Billigflüge: Diese Zusatzgebühren kommen oben drauf

Billigflüge sind auf den ersten Blick verlockend. Doch bei vermeintlichen Schnäppchen lauern oft versteckte Kosten für den Verbraucher.

Diese Gebühren treiben den Preis nochmal ordentlich nach oben

Der nächste Urlaub, ein Besuch bei Verwandten oder eine Städtereise am Wochenende. Fliegen ist beliebt und dank Billigfluglinien und Schnäppchenangeboten erschwinglich. Schnäppchenjäger sollten jedoch aufpassen. Die Angebote beziehen sich in der Regel nur auf die reinen Kosten für den Flug - hinzu kommen Gebühren und Zusatzkosten. Welche das sind, erfahren Sie hier.

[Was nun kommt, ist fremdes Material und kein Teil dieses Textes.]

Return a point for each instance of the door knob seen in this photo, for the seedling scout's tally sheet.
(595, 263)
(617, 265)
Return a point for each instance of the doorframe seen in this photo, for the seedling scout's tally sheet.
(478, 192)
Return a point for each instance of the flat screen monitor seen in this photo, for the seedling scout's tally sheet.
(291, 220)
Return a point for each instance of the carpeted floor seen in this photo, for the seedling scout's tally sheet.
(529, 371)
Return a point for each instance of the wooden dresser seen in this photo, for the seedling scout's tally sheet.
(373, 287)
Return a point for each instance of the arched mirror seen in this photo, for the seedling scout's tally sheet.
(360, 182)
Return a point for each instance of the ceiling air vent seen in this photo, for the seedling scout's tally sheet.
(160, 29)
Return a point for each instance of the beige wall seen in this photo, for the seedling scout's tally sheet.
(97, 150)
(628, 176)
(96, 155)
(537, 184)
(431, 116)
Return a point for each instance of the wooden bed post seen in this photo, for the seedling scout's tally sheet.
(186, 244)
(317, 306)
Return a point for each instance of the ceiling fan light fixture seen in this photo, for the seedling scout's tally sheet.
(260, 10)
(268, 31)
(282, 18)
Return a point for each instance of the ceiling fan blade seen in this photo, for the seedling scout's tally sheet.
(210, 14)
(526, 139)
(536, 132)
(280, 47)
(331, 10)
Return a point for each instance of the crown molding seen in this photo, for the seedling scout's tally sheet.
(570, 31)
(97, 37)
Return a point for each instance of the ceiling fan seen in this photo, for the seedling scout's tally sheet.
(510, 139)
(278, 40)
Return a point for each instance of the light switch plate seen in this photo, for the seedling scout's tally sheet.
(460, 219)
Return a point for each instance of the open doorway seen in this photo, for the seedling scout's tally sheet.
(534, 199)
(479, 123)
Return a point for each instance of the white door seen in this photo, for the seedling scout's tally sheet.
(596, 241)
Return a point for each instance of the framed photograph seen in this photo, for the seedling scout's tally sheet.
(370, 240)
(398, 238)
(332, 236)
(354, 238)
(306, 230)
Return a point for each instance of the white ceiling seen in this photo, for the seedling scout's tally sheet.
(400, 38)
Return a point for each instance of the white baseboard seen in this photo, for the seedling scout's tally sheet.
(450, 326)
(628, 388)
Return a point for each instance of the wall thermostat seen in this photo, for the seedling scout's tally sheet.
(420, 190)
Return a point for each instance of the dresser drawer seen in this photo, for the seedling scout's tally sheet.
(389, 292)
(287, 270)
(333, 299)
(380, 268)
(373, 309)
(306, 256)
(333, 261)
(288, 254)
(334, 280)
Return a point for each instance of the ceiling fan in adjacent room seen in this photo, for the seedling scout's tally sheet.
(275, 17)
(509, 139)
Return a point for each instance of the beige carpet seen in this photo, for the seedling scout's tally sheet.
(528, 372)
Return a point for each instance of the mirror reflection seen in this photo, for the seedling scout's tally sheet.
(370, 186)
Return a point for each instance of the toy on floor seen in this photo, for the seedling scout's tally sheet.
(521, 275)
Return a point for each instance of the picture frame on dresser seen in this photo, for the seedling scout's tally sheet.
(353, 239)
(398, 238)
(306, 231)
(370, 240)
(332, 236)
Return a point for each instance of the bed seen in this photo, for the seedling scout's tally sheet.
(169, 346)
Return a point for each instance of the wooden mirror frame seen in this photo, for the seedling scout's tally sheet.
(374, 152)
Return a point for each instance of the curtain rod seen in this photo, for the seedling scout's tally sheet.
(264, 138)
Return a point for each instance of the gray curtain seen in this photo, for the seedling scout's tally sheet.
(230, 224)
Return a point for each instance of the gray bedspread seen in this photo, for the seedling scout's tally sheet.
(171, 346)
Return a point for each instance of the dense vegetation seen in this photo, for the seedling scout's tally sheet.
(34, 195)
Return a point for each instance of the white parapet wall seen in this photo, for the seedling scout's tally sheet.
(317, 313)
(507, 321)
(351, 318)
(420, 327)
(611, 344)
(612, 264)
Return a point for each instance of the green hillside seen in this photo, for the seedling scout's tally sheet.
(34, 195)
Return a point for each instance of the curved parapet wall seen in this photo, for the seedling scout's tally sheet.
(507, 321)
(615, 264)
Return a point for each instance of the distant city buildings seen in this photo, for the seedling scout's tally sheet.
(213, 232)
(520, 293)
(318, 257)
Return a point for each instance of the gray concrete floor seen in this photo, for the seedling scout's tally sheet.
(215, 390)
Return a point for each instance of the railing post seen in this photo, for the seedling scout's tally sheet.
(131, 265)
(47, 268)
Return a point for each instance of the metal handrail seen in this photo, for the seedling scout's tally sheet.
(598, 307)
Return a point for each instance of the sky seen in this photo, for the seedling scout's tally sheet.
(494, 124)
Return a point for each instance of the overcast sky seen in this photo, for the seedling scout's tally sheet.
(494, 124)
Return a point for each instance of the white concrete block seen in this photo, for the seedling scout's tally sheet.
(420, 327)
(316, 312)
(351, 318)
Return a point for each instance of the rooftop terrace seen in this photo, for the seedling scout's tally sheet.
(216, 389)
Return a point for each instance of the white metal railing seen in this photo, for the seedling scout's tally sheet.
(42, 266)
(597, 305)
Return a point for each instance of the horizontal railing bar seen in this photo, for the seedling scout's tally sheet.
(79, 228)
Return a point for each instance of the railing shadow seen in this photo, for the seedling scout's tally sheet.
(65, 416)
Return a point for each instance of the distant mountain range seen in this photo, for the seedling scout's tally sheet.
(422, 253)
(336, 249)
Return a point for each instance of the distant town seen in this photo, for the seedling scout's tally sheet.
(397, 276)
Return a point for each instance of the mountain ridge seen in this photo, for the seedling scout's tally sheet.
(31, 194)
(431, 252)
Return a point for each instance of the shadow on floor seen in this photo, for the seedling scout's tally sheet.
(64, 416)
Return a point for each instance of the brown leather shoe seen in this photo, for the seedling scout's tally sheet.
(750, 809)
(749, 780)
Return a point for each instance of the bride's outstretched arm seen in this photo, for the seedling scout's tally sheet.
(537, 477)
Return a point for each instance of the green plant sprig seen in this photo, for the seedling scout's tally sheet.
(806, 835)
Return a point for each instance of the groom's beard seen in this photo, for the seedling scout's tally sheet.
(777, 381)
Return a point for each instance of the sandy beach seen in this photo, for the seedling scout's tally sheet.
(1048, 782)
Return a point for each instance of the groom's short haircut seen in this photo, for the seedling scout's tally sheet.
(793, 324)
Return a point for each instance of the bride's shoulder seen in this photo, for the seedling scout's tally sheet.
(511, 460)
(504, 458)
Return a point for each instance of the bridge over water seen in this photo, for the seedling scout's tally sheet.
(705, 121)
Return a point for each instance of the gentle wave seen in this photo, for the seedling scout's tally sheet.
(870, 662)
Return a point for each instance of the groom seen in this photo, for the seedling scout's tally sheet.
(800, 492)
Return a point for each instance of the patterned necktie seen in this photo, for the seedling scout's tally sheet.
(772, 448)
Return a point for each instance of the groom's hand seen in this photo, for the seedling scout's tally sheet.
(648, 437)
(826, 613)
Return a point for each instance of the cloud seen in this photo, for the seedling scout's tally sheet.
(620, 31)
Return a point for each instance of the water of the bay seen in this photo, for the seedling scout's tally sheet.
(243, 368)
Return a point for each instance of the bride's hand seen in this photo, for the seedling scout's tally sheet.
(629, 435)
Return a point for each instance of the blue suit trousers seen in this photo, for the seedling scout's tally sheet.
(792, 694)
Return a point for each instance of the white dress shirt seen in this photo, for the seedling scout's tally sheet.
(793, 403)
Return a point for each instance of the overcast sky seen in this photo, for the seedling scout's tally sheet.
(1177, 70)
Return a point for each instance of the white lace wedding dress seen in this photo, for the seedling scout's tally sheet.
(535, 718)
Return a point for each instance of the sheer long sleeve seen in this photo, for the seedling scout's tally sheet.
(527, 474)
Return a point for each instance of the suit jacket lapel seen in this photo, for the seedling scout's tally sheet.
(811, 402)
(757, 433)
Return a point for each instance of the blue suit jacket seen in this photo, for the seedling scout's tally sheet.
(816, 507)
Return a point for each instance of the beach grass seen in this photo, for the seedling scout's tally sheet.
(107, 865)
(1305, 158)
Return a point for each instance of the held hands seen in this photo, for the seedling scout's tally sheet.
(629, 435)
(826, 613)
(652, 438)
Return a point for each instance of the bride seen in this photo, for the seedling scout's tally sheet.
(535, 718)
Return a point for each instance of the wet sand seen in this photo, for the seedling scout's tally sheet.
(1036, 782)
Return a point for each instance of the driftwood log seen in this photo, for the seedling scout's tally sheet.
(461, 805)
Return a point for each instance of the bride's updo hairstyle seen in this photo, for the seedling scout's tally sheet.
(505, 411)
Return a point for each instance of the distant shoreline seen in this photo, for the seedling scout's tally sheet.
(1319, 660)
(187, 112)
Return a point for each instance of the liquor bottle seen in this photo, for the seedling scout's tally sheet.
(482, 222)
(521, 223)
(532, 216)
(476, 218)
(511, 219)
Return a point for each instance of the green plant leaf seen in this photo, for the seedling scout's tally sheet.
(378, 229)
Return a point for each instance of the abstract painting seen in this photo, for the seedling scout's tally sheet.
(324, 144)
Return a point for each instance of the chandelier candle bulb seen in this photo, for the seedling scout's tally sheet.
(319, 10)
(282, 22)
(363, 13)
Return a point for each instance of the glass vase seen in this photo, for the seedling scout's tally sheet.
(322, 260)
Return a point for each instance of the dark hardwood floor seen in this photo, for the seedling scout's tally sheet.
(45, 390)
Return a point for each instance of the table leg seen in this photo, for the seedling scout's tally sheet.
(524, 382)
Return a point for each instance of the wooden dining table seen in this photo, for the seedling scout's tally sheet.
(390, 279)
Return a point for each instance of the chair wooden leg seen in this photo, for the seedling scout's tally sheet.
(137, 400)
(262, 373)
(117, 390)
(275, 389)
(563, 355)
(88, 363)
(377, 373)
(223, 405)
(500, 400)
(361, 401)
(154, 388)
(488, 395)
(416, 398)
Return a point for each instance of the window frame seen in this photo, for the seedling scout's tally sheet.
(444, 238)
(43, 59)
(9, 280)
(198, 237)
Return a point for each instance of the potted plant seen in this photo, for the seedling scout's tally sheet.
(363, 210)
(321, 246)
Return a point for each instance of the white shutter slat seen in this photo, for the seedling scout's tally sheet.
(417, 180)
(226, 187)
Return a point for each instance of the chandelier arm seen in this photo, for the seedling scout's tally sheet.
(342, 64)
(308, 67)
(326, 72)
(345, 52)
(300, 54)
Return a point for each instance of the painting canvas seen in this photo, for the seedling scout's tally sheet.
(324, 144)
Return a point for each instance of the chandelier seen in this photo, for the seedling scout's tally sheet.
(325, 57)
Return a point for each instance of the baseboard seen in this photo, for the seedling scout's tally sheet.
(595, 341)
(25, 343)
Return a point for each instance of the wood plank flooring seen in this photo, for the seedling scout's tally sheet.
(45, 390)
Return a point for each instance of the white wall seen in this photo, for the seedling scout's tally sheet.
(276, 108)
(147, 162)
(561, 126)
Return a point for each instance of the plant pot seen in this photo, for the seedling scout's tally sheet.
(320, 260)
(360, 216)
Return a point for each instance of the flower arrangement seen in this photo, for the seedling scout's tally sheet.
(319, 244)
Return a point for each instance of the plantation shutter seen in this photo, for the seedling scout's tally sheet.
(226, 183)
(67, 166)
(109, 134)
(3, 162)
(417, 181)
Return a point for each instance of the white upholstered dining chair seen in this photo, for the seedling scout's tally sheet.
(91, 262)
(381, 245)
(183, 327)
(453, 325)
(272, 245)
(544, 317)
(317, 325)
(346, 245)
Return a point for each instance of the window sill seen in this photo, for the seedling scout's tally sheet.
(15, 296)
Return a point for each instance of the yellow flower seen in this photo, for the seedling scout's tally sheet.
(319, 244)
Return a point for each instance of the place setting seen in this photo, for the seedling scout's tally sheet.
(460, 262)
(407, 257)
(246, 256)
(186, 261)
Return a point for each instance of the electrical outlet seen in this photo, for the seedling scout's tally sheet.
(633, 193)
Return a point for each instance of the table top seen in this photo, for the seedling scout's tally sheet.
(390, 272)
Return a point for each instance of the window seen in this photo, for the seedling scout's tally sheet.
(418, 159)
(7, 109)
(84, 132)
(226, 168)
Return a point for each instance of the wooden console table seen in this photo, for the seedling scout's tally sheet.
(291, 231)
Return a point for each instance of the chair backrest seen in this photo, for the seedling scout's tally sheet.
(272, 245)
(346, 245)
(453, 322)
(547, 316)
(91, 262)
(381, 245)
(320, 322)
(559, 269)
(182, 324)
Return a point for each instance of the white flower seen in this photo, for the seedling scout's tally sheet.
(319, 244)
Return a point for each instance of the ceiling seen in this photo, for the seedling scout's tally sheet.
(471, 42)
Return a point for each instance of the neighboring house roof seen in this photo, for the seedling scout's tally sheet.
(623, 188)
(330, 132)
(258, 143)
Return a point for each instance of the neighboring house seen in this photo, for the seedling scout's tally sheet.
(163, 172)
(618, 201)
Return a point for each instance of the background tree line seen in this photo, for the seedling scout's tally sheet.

Bei Buchung und Zahlung warten versteckte Gebühren

Bereits bei der Buchung sind zusätzliche Kosten versteckt. Die meisten Billigfluglinien ermöglichen zwar kostenloses Buchen über das Internet - wer aber zum Telefon greift oder am Schalter bucht, der zahlt zum Teil Extragebühren. Bis zu zehn Euro pro Strecke können hier anfallen. Ebenso beliebt ist das Reservierungs- oder Buchungsentgelt. Dabei berechnen Anbieter eine Pauschale in Zusammenhang mit der Buchung. Gerade die Billiglinien nutzen diese versteckte Gebühr, um einige Euro aufzuschlagen.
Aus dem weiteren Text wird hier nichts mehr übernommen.